My initial explanation was along the lines of "Sleep outside at night without a ground cloth. The earth will suck the warmth from you. Ergo, earth is cold, the opposite of heat." People didn't completely buy that explanation, though, because both wind and water can pull the heat from you.
I think my original explanation failed because it was rooted in trying to explain Pellatarran metaphysics from inside the universe instead of outside. Therefore I will explain it using game mechanics.

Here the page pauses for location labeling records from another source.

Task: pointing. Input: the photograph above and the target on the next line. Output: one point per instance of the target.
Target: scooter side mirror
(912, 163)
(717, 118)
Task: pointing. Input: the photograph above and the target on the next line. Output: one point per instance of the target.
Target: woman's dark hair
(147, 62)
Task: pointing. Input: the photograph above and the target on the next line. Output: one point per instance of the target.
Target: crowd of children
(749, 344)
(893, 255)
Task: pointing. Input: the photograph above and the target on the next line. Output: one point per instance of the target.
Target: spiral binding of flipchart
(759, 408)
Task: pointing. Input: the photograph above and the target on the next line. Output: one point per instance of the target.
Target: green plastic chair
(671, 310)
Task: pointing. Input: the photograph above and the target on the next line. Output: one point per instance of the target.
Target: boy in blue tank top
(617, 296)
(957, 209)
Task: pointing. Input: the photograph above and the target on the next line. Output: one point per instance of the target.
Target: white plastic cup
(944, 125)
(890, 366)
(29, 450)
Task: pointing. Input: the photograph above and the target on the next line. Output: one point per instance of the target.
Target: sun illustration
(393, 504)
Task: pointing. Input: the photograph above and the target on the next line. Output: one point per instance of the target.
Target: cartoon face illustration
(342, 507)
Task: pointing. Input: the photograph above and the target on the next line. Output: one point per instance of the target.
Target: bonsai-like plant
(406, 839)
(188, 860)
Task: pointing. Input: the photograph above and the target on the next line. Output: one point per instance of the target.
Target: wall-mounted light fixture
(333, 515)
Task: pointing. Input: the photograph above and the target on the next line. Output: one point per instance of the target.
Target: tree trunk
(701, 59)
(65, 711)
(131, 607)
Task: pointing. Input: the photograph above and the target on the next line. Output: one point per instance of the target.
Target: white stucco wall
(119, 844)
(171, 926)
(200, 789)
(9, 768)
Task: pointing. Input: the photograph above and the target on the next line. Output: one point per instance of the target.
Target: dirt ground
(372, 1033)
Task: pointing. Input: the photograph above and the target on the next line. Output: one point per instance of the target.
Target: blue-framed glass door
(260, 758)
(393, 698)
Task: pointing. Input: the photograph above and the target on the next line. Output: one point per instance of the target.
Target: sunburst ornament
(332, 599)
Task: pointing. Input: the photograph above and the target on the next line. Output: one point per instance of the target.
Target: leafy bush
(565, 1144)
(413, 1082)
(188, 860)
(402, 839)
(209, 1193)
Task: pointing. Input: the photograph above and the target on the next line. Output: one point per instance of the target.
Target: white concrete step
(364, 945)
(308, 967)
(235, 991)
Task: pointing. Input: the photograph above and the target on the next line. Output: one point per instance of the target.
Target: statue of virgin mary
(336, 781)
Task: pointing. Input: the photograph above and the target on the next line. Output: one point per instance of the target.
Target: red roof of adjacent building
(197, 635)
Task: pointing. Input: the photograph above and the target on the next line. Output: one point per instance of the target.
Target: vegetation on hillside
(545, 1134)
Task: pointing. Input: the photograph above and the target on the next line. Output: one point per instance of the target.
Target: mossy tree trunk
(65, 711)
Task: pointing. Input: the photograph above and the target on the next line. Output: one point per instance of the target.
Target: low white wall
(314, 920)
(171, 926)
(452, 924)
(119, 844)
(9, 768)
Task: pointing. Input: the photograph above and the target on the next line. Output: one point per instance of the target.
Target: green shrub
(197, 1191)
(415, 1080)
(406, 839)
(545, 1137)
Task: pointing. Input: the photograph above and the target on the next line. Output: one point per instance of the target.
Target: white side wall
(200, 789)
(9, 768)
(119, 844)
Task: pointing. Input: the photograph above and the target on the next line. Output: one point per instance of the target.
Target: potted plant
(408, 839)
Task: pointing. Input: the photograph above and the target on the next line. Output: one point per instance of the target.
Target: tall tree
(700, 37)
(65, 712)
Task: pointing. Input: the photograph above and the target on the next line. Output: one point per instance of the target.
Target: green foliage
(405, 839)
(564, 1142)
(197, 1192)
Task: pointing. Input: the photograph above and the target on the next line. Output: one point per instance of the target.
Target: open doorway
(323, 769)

Each elemental state/plane is associated with a form of energy in Pathfinder: fire is fire (duh), water is cold, air is lightning and earth is acid for some damn reason. Now fire and air are fine and sensible, and while I can see water being cold, I just cannot see earth being acid. Why is the "liquid" energy not associated with the only elemental liquid? Water erodes solids; acids and bases corrode solids. There's a similarity there. Conversely, water can be hot: just look at hot springs and steam and humid days.
Then I had an interesting thought: if I make acid the water energy and cold the earth energy, then there's an interesting balancing act going on with the elemental planes. Fire, the element of change and heat, is opposed by earth, the element of cold and stasis; air and water, the two fluids, then balance each other out. This gives us a really interesting set of poles (heat/cold, change/stasis) separated by a yin-yang pairing of opposite sides of the same coin -- air and water can be both clear or opaque; they are seen yet unseen (you see fog but do not see air; you see water but also see through it); and they exist within the other (bubbles of air within water and rain falling through the sky).
I found this really compelling and poetic, and yet nontraditional, which is an excellent summation of how Pellatarrum ought to work.
So that's why in my game setting, earth is the element of cold and water is the element of acid.
The saying "cold as a grave" lends a good bit of weight to making earth the cold element, and nearly all acids are aqueous solutions, so that makes sense.